In the old days telephones were made of
rhinoceros tusk and were big and heavy enough
to be used to fight off an intruder. The telephone
had a special place in the front hallway, a shrine
built into the wall, a niche previously occupied
by the blessed virgin, and when the phone
rang it was serious business. "Hello." "One if
by land and two if by sea." "What?" "Unto you
a child is born." "What?" "What did he say?"
"Something about the Chalmers' barn." The
voice was carried by a single strand of bare wire
running from coast to coast, wrapped around a 
Coke bottle stuck on a tree branch, dipping low
over the swamp, it was the party line, all your
neighbors in a row, out one ear and in another.

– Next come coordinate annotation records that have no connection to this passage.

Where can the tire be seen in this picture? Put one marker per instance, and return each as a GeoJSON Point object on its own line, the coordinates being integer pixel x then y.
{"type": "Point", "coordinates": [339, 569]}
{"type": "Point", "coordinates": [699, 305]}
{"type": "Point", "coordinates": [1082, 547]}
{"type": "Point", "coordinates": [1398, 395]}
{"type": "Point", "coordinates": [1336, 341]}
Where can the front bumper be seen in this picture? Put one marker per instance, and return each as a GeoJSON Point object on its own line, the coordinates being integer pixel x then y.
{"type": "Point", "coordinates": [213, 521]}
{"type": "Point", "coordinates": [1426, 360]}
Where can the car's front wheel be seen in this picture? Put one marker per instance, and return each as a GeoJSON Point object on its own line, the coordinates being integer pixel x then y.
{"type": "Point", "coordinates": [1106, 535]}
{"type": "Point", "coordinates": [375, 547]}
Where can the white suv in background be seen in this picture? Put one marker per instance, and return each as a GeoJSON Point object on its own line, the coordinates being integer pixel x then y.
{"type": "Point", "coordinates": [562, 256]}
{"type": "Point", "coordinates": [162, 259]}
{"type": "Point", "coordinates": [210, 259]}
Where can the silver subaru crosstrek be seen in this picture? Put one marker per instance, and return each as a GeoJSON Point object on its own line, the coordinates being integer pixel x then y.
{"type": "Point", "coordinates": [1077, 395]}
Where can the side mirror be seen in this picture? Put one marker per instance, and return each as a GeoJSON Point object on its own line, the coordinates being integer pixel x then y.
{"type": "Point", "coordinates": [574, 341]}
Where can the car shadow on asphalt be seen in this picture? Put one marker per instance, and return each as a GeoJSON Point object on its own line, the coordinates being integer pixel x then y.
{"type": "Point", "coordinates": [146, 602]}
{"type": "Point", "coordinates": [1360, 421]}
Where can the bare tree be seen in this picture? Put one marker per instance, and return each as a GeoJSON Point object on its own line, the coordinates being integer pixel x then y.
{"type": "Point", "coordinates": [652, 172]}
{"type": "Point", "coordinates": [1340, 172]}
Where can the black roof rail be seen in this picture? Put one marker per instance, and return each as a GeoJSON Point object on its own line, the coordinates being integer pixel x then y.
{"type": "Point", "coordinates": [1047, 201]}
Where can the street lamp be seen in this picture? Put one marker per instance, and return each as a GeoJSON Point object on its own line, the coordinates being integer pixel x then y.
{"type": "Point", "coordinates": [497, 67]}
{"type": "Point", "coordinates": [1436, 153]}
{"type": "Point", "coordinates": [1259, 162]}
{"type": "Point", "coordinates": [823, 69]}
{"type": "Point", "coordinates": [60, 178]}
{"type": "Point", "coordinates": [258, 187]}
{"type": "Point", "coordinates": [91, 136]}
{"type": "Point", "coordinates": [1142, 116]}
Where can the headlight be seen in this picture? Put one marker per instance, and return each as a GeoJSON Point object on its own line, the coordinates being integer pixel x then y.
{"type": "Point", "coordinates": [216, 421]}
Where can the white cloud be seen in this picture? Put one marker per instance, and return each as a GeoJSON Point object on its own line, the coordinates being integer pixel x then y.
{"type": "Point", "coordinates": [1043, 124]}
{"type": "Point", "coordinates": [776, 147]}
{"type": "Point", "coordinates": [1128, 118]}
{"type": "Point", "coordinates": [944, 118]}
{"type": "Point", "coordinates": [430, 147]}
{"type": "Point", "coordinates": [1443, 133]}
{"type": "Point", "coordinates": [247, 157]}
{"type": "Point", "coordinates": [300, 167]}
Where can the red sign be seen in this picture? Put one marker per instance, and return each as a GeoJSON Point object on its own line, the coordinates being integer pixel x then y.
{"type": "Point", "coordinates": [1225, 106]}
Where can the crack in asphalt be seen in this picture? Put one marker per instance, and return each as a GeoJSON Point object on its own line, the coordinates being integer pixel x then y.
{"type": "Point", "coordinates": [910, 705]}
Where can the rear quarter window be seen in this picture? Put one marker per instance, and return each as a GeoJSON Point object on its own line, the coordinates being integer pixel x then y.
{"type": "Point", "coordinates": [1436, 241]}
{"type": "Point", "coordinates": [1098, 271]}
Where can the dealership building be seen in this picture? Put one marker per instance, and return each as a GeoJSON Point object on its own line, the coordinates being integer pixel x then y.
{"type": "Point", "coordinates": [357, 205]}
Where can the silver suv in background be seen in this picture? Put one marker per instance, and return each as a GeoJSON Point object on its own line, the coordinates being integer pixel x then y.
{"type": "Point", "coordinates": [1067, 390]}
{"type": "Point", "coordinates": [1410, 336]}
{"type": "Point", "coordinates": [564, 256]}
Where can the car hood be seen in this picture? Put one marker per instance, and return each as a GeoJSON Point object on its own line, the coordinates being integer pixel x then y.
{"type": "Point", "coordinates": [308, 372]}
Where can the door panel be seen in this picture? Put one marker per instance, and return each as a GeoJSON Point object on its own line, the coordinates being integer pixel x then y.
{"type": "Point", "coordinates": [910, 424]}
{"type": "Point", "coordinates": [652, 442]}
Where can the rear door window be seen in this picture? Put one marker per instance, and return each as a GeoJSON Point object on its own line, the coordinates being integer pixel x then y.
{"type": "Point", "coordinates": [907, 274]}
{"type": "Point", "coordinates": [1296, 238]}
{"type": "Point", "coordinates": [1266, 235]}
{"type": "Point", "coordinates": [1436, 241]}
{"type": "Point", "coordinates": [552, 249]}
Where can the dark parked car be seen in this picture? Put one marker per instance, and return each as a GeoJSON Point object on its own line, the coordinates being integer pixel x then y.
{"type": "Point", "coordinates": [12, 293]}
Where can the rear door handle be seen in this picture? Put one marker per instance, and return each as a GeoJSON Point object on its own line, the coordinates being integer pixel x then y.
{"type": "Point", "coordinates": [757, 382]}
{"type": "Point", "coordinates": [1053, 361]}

"We have a bad connection, I'm having trouble
understanding you."

Nowadays telephones are made of recycled
plastic bags and have multiplied to the point
where they have become a major nuisance.
The point might ring at you from anywhere, the
car, the bathroom, under the couch cushions...
Everyone hates the telephone. No one uses the 
telephone anymore so telephones, out of habit
or boredom or loneliness perhaps, call one
another. "Please leave a message at the tone."
"I'm sorry, this is a courtesy call. We'll call back at
a more convenient time. There is no message.